Phytoplanktons, which hugely rely on the sunlight, are the primary producers in the aquatic environments (Cain & Hacker, 2011). These small drifting organisms are able to feed fishes and other aquatic lives hence their existence is vital for the survival of the aquatic lives.
Due to their exposure to direct sunlight, terrestrial organisms are prone to desiccation. Mostly in the arid areas, sunlight is so intense that leads to enormous lose of water by the organism. Plants lose water by transpiration while animals lose water through sweating and excretion.
Unlike the terrestrial organisms, aquatic organisms are seldom exposed to desiccation (Cain & Hacker, 2011). Since aquatic environment comprises of water, desiccation is rarely experienced. In case of waterlessness, aquatic live is threatened since most of its organism survival is directly dependent on water (Cain & Hacker, 2011).
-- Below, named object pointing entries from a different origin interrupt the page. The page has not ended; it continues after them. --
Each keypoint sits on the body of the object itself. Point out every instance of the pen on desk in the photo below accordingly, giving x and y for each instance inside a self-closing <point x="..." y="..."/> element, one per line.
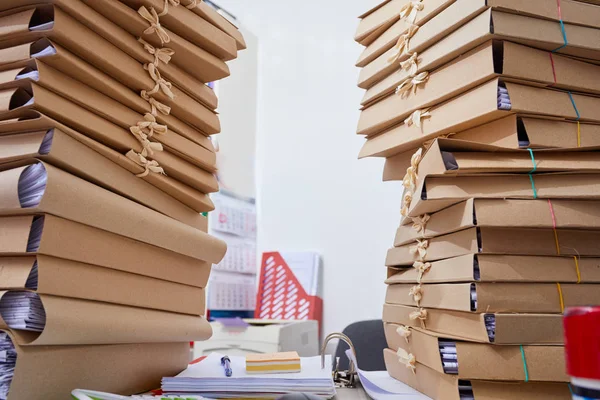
<point x="226" y="363"/>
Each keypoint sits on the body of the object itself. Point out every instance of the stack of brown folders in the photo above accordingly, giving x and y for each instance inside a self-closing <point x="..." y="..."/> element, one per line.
<point x="488" y="113"/>
<point x="106" y="164"/>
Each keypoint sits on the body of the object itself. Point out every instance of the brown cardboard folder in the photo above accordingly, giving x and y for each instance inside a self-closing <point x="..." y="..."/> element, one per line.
<point x="478" y="106"/>
<point x="510" y="328"/>
<point x="462" y="11"/>
<point x="570" y="214"/>
<point x="480" y="361"/>
<point x="34" y="122"/>
<point x="498" y="297"/>
<point x="502" y="268"/>
<point x="93" y="125"/>
<point x="208" y="13"/>
<point x="79" y="322"/>
<point x="97" y="247"/>
<point x="67" y="196"/>
<point x="65" y="278"/>
<point x="66" y="152"/>
<point x="498" y="240"/>
<point x="106" y="54"/>
<point x="390" y="37"/>
<point x="78" y="69"/>
<point x="436" y="193"/>
<point x="191" y="26"/>
<point x="123" y="368"/>
<point x="493" y="59"/>
<point x="517" y="131"/>
<point x="197" y="62"/>
<point x="584" y="42"/>
<point x="446" y="387"/>
<point x="107" y="107"/>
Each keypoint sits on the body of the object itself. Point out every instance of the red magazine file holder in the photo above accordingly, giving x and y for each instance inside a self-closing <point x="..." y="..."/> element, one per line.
<point x="280" y="296"/>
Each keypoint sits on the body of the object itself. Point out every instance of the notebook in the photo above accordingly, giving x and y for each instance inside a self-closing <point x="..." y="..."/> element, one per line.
<point x="207" y="378"/>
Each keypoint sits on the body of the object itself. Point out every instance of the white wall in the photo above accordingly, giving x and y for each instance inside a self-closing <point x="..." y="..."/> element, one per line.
<point x="236" y="159"/>
<point x="313" y="193"/>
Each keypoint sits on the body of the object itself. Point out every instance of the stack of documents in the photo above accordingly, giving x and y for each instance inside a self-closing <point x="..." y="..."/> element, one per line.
<point x="106" y="166"/>
<point x="486" y="112"/>
<point x="207" y="378"/>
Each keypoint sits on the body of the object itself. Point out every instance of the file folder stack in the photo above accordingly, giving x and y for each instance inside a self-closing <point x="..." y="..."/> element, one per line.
<point x="106" y="164"/>
<point x="487" y="112"/>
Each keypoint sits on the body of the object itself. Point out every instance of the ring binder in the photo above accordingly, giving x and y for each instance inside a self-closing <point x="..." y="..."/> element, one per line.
<point x="341" y="379"/>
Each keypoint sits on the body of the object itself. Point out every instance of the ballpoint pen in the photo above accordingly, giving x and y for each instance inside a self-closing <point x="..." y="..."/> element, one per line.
<point x="80" y="394"/>
<point x="226" y="363"/>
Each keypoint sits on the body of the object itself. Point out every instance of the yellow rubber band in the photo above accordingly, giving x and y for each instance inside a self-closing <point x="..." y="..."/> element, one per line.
<point x="562" y="299"/>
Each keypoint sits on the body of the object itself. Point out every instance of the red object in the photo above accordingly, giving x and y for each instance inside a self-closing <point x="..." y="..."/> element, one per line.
<point x="582" y="342"/>
<point x="280" y="296"/>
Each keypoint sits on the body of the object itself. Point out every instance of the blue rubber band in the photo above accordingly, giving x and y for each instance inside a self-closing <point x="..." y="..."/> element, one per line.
<point x="565" y="40"/>
<point x="532" y="161"/>
<point x="574" y="106"/>
<point x="524" y="364"/>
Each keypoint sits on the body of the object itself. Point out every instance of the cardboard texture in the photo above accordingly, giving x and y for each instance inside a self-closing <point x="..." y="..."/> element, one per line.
<point x="191" y="26"/>
<point x="197" y="62"/>
<point x="583" y="42"/>
<point x="211" y="15"/>
<point x="461" y="12"/>
<point x="76" y="117"/>
<point x="498" y="297"/>
<point x="378" y="21"/>
<point x="469" y="326"/>
<point x="502" y="268"/>
<point x="101" y="248"/>
<point x="72" y="198"/>
<point x="390" y="37"/>
<point x="446" y="387"/>
<point x="476" y="107"/>
<point x="116" y="35"/>
<point x="34" y="122"/>
<point x="516" y="131"/>
<point x="437" y="193"/>
<point x="70" y="155"/>
<point x="493" y="59"/>
<point x="477" y="361"/>
<point x="494" y="240"/>
<point x="78" y="69"/>
<point x="79" y="322"/>
<point x="126" y="369"/>
<point x="569" y="214"/>
<point x="110" y="109"/>
<point x="59" y="277"/>
<point x="460" y="157"/>
<point x="110" y="49"/>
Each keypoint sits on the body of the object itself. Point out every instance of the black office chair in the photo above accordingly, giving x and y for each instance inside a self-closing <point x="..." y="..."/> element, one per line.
<point x="368" y="338"/>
An additional difference between the aquatic and the terrestrial stratification is their stability (Hutchinson & Skelly, 2010). In terrestrial environments there are variuous fluctuations is sunlight intensity, temperature and humidity resulting in different climates. With different climates, terrestrial organisms have adapted to their respective climates.
Unlike the terrestrial environment, the aquatic habitats have smaller fluctuations in light, temperature and other variables resulting in an analogous environment (Cain & Hacker, 2011). However, aquatic environments greatly differ in their salinity affecting the types of organisms supported.
Through this analysis, light is illustrated as a critical component structuring both terrestrial and aquatic ecosystems. As demonstrated, cyclic variations in the heat energy derived from the sunlight are responsible for the disparity in the stratification levels in both ecosystems (Cain & Hacker, 2011).
References
Cain, M. L., Bowman, W. D., & Hacker, S. D. (2011). Ecology (2nd ed.). Sunderland, Mass: Sinauer Associates.
Einsele, G., Einsele, G., Seilacher, A., & Seilacher, A. (1982). Cyclic and eventstratification. Berlin. Springer-Verlag.
Hutchinson, G. E., & Skelly, D. K. (2010). The art of ecology: writings of G. Evelyn Hutchinson. New Haven. Yale University Press.